Domestic investment attracted over VND 43,300 billion ($1.72 billion), 122.14% of the same period last year ($1.41 billion). This includes 78 new projects with registered capital exceeding VND 30,000 billion ($1.19 billion), 147.68% of last year’s $811.49 million, and 43 projects with capital adjustments totaling over VND 13,300 billion ($521.17 million), 87.39% of last year’s $596.38 million.

By region, Ba Ria – Vung Tau (former) led with total investment of $2.47 billion in the first nine months of 2025, 79% of the same period last year ($3.12 billion). Leased land area reached 181.97 hectares, and factory space totaled 62,888 square meters.

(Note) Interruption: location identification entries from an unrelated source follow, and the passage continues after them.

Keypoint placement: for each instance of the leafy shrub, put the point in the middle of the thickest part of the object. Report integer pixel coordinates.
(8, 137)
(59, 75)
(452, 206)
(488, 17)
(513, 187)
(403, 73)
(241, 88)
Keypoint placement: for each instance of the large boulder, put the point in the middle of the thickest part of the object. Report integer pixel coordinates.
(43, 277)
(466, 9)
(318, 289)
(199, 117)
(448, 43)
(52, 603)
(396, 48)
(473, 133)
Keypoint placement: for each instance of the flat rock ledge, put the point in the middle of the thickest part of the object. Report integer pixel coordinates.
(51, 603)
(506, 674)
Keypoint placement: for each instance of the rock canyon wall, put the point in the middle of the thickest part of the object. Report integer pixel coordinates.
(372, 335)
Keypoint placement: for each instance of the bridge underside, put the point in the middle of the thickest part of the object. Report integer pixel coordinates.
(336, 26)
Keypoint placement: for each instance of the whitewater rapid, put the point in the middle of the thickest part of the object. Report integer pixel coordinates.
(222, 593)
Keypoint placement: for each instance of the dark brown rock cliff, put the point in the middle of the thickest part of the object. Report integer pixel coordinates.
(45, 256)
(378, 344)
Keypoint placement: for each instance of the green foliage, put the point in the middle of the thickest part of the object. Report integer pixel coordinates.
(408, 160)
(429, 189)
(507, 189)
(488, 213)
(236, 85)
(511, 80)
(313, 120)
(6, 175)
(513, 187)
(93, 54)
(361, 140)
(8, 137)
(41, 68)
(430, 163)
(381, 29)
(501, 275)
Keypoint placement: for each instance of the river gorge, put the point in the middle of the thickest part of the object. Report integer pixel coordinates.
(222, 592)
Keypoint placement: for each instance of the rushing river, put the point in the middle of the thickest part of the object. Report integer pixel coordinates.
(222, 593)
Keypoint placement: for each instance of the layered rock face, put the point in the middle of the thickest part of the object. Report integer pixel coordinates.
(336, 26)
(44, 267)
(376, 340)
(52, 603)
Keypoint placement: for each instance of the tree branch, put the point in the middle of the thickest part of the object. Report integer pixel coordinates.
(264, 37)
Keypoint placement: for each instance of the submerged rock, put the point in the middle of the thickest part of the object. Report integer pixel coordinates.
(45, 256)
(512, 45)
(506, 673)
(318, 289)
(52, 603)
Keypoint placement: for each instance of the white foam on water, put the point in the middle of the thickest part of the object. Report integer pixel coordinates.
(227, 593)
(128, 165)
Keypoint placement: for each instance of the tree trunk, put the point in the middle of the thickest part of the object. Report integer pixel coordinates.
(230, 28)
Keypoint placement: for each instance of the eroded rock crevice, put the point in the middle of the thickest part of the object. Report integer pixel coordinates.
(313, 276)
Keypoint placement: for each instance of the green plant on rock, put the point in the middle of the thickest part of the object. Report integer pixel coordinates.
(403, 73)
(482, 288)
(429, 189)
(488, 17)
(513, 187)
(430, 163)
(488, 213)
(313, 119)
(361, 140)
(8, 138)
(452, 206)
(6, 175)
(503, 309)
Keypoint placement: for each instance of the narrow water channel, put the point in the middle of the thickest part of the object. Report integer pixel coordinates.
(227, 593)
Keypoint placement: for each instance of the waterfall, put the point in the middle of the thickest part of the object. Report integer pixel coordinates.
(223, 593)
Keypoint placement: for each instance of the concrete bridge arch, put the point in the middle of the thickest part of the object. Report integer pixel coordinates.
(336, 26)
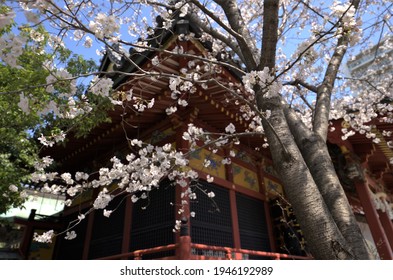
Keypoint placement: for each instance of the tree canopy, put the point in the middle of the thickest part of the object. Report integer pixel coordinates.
(288, 55)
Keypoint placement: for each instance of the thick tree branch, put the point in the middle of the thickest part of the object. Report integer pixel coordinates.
(246, 42)
(322, 107)
(298, 82)
(214, 32)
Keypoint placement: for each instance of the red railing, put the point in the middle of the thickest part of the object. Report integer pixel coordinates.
(233, 253)
(230, 253)
(137, 255)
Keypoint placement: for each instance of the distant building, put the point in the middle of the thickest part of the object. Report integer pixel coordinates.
(374, 61)
(254, 220)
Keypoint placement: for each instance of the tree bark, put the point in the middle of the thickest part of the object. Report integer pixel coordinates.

Foreign investment in this region attracted $1.495 billion, 78% of last year’s $1.906 billion, with 25 new projects and 18 capital adjustments. Domestic investment exceeded VND 24,700 billion ($975.25 million), 80% of last year’s $1.214 billion, including 20 new projects and 12 capital adjustments.

Binh Duong (former) followed with total investment of $1.54 billion, 1.4 times last year’s $1.099 billion.

Foreign investment reached $1.128 billion, 1.08 times last year’s $1.045 billion, with 102 new projects and 88 capital adjustments. Domestic investment surpassed VND 10,500 billion ($413 million), 7.7 times last year’s $54 million, including 16 new projects and 6 capital adjustments.

Ho Chi Minh City (former) attracted $393.2 million, 65% of the 2025 plan ($600 million), a 13% increase from last year’s $348.68 million. Leased land area was 15.46 hectares, with factory space at 116.91 square meters. Average investment per hectare was $7.9 million.

Foreign investment totaled $61.48 million, 29% of last year’s $208.44 million, with 20 new projects and 15 capital adjustments. Domestic investment exceeded VND 8,100 billion ($331.72 million), 2.4 times last year’s $140.25 million, including 42 new projects and 25 capital adjustments. Average investment per hectare was $7.9 million.

According to Hepza, Ho Chi Minh City currently hosts over 5,723 active investment projects with total registered capital exceeding $76.8 billion. This includes 3,516 foreign-invested projects totaling $57.367 billion and 2,207 domestic projects totaling over $19.4 billion.